Shots of Reyna Roberts and Jimmie Allen from the film 'For Love & Country'
Joshua Kissi (2)

'For Love & Country': Three Takeaways From Amazon Music's Documentary About Black Country Artists

Amazon Music documentary For Love & Country exposes what limits diversity in country music spaces by profiling Black artists negatively impacted by a broken system.

Director Joshua Kissi and his crew shot the film in Nashville. Kesshann Cortez and Tara Hallarman served as executive producers of a story by Cody Whitman, with Elamin Abdelmahmoud and Andrea Williams as writers.

The new documentary debuted April 7 on the Amazon Music app and on Prime Video.

Here's three takeaways from a film that properly frames a decades-old issue's scope and consequences (or, frustratingly, the lack of consequences for the genre's power brokers).

In Their Own Words

A still shot of Frankie Staton from the film 'For Love & Country'

Joshua Kissi

For Love & Country relies more on introducing the array of talents impacted by country music's equality gap than rattling off stats or constructing a linear narrative about the genre's history. This approach takes an ongoing discussion viewers may have followed already and adds a human element. For instance, it's one thing to read maddening asides in articles about the 10-year gap between Mickey Guyton's arrival in Nashville and the release of her debut album. It's another to hear Guyton share lingering concerns about her current spot in the country music business, despite being a multi-time Grammy award nominee.

Others bringing first-person perspectives range from trailblazing performer Frankie Staton (co-founder of the Black Country Music Association in the mid-'90s) and Nashville-born rapper Mike Floss to country superstar Jimmie Allen and rising artist Willie Jones. Each represent the wide variety of talents shut out from some of the genre's most valuable resources.

"In telling this story, it was imperative for us to amplify the personal narratives of these wonderfully diverse country artists because in them lie the stories of Black contributions to the genre," shared Raymond Roker, Amazon Music's Global Head of Editorial, in a press release. "These are also very universal stories of acceptance, being welcomed into spaces we choose to occupy despite how open the door is to us and how stories and history can become marginalized over time.
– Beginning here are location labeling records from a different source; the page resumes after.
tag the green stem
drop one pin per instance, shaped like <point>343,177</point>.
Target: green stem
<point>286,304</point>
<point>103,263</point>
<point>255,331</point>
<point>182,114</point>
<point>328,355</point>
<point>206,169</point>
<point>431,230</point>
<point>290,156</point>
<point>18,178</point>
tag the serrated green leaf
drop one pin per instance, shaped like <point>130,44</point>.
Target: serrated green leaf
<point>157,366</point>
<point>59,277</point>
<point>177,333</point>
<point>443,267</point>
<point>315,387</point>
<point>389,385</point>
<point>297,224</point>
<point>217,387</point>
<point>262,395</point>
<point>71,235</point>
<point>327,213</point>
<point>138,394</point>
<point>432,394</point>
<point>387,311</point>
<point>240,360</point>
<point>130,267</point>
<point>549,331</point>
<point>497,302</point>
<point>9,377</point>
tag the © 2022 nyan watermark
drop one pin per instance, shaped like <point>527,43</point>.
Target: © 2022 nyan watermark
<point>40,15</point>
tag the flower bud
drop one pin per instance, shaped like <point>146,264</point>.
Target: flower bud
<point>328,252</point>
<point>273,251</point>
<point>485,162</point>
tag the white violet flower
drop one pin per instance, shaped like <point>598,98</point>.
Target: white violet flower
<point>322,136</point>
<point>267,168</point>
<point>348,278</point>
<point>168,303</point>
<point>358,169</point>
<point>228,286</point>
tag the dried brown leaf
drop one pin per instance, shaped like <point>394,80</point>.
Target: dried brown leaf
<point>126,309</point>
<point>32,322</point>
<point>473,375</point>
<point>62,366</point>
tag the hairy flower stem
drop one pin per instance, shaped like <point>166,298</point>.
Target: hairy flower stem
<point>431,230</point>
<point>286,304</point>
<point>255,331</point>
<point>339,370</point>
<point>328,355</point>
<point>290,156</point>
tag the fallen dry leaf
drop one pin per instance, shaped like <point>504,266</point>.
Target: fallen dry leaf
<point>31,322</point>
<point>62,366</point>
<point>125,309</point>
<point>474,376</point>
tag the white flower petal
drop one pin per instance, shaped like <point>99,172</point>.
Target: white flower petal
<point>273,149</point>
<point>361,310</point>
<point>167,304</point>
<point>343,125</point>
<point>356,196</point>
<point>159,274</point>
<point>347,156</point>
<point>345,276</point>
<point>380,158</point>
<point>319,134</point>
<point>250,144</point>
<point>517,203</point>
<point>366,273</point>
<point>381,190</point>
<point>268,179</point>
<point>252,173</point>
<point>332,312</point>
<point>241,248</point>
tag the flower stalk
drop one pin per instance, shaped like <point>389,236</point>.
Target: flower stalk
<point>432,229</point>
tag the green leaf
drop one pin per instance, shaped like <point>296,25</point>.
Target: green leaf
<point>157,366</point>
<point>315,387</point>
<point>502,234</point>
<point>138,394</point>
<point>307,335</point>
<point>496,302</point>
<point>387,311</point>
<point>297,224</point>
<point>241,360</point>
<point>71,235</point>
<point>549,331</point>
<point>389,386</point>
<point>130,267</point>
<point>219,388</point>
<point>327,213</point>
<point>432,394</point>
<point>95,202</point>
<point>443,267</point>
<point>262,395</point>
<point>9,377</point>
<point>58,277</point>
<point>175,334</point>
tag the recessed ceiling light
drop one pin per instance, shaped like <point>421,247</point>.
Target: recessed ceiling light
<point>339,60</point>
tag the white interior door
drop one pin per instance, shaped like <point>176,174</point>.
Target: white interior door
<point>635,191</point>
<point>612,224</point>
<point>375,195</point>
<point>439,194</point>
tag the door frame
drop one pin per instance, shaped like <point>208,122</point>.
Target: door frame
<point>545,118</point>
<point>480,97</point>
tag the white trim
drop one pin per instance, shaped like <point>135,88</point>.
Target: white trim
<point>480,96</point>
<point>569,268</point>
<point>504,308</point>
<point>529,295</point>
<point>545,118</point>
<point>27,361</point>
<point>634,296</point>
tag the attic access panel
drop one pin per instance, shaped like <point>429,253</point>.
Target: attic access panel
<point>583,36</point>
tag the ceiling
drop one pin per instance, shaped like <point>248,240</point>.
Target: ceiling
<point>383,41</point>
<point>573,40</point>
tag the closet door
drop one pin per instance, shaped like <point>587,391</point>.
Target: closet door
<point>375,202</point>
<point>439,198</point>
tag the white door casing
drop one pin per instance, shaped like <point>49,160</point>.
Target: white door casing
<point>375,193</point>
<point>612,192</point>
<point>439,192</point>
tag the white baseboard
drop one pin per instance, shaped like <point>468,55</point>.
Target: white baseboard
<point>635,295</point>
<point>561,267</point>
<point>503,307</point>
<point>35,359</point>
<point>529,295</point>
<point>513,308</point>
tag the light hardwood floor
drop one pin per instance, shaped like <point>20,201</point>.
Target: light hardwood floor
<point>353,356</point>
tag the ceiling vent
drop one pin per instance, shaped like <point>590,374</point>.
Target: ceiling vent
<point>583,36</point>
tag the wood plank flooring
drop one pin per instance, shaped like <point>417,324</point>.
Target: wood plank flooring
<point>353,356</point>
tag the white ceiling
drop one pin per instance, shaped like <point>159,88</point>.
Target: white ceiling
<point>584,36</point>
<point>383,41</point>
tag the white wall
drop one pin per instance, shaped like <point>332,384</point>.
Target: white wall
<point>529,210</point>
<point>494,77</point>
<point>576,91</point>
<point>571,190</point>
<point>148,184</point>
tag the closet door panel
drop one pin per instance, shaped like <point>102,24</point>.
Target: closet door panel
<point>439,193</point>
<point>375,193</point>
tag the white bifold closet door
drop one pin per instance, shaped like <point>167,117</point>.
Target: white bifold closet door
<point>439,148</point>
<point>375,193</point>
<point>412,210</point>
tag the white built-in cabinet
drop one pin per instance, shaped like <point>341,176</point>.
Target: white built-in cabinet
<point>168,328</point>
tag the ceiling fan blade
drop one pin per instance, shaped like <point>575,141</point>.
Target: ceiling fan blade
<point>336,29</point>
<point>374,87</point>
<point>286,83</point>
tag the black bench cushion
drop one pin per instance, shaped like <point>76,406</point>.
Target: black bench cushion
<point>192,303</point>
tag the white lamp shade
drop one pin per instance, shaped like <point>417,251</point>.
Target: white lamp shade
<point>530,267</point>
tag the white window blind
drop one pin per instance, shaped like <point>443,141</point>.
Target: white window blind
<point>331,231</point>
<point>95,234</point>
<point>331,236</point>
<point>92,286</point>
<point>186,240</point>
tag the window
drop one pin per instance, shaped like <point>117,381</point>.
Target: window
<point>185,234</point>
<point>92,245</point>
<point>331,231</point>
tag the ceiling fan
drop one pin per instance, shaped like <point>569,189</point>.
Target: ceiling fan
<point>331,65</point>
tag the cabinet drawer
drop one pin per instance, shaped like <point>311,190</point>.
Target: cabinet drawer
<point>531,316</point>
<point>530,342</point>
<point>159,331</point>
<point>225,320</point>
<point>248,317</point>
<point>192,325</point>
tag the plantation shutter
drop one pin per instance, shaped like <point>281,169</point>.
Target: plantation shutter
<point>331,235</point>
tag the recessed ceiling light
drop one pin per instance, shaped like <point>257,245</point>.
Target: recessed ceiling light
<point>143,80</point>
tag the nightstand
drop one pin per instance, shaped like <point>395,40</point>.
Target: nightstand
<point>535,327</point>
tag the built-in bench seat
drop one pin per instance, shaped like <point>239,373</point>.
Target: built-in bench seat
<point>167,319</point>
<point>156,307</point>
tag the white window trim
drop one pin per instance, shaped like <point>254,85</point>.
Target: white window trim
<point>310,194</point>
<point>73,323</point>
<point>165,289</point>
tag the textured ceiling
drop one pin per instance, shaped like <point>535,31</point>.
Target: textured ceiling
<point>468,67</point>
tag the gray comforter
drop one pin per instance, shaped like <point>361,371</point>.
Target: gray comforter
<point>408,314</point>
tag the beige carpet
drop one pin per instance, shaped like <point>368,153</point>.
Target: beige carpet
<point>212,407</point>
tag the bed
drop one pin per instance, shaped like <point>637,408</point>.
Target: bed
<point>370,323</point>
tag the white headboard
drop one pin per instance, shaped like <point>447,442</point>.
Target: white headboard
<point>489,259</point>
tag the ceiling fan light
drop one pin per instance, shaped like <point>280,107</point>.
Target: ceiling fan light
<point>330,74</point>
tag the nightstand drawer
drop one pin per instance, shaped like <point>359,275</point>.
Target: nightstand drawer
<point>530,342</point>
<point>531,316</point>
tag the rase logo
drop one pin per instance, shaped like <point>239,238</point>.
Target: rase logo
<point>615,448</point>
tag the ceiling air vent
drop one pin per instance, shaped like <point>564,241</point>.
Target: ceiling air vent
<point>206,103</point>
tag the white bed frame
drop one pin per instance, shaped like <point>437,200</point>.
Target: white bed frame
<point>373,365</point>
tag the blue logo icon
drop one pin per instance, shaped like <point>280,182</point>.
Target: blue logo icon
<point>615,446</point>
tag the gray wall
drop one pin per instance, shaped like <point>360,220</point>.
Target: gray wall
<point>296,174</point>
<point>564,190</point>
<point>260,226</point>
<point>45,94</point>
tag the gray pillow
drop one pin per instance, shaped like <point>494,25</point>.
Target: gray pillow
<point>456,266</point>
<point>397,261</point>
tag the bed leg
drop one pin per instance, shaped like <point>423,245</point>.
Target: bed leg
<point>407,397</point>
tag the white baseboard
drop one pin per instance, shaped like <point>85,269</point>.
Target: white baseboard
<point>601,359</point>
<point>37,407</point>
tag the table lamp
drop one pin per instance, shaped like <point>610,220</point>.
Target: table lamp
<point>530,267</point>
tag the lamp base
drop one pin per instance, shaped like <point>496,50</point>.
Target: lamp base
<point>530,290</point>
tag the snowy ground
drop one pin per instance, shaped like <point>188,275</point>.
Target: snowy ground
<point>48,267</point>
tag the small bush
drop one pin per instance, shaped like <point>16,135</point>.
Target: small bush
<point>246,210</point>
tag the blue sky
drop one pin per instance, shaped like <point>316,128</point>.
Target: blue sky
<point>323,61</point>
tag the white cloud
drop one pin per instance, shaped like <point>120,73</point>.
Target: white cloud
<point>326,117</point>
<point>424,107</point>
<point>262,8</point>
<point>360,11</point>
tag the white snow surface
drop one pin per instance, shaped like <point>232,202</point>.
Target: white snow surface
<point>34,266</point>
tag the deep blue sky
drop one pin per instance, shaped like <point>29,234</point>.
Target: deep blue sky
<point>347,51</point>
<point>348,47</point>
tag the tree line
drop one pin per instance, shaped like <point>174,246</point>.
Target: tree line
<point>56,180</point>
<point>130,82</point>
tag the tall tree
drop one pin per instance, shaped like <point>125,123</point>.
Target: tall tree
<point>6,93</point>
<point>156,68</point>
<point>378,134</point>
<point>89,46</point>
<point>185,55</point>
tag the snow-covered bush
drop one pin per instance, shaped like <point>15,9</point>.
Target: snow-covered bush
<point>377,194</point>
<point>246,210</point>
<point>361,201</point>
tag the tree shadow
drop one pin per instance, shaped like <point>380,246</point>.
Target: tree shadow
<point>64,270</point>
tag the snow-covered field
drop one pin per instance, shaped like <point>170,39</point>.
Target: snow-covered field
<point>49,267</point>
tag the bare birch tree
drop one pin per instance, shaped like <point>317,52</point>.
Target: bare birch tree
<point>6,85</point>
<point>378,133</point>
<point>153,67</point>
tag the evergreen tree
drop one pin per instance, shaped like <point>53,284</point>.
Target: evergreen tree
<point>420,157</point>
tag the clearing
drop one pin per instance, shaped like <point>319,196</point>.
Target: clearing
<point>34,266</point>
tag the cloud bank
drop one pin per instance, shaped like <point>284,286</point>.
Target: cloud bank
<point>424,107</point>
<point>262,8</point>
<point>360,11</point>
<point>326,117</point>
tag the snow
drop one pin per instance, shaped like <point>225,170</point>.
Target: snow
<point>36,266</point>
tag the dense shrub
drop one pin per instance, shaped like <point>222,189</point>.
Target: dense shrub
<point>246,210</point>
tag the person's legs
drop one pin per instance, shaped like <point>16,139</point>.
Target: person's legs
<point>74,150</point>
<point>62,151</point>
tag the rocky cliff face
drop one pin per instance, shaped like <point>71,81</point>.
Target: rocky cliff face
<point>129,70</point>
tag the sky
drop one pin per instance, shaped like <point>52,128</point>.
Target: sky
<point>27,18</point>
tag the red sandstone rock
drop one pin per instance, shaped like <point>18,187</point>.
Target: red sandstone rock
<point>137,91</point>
The title of the film is also a reminder that these artists have all come from a place of love, adoration and even reverence for country music's past, its heroes and contributors across the spectrum."

The film also spotlights the stories of such contemporary talents as Blanco Brown, Brittney Spencer, Shy Carter, Breland and Reyna Roberts.

The Lasting Effects of Appropriation

A still shot of Amythyst Kiah from the film 'For Love & Country'

Joshua Kissi

During a segment about shifting perceptions of the banjo, a musical instrument brought to America by West African slaves, "Black Myself" singer Amythyst Kiah makes a powerful observation about how minstrel shows pushed Black creatives away from the string band traditions they helped forge at the very beginning of what became country music.

"When you're faced with being a Black person during segregation and try to find opportunity to just have some sense of dignity in greater society, you're not going to gravitate toward a banjo or a fiddle because you're seeing yourself portrayed so negatively," Kiah said. "Why would you want to grab a banjo? If anything, it's let's create jazz. Let's create blues. Let's create some other music now that's our own because we can't touch this anymore."

As the film covers, effects of appropriation still negatively impact roots music, with such Black artists as Allison Russell and Valerie June finding themselves constantly explaining why they're in specific spaces that were never intrinsically white.

What's Next?

A still shot of Breland from the film 'For Love & Country'

Joshua Kissi

The film concludes that seeing more Black artists on awards show stages and in country publications' year-end lists hardly equates sweeping, sustainable change. Diversity behind the scenes at record labels, publishing companies and radio conglomerates remains an issue within a system in which multiple key players outright questioned the commercial viability of Allen, whose 2018 debut single "Best Shot" would become a country airplay No. 1.

Shortly after the film's debut, CMT announced a partnership with management and artist development service mtheory for the Equal Access Development Program, an initiative that seeks to level more playing fields.

"mtheory is thrilled to partner with CMT to create this groundbreaking initiative with the goal of championing artists of color, and addressing the inequities in the workforce pipeline for all underrepresented groups in the country music industry," Cameo Carlson, president of mtheory Nashville, told the Tennessean. "By developing talent both on and off the stage, Equal Access hopes to tackle the lack of diversity and insular nature of the country industry head-on, and create networks and solutions for artists and managers."

Staton implores the artists covered in the film and others to work together, sharing not just songs and stages but other resources. Black Opry, which turned a year old in April, serves this purpose by creating a safe space for a growing number of Black country artists and a showcase for music ranging from singer-songwriter confessionals to pop-country bangers.

Both the Equal Access Development Program and Black Opry represent pushes for substantial and lasting change to a flawed system.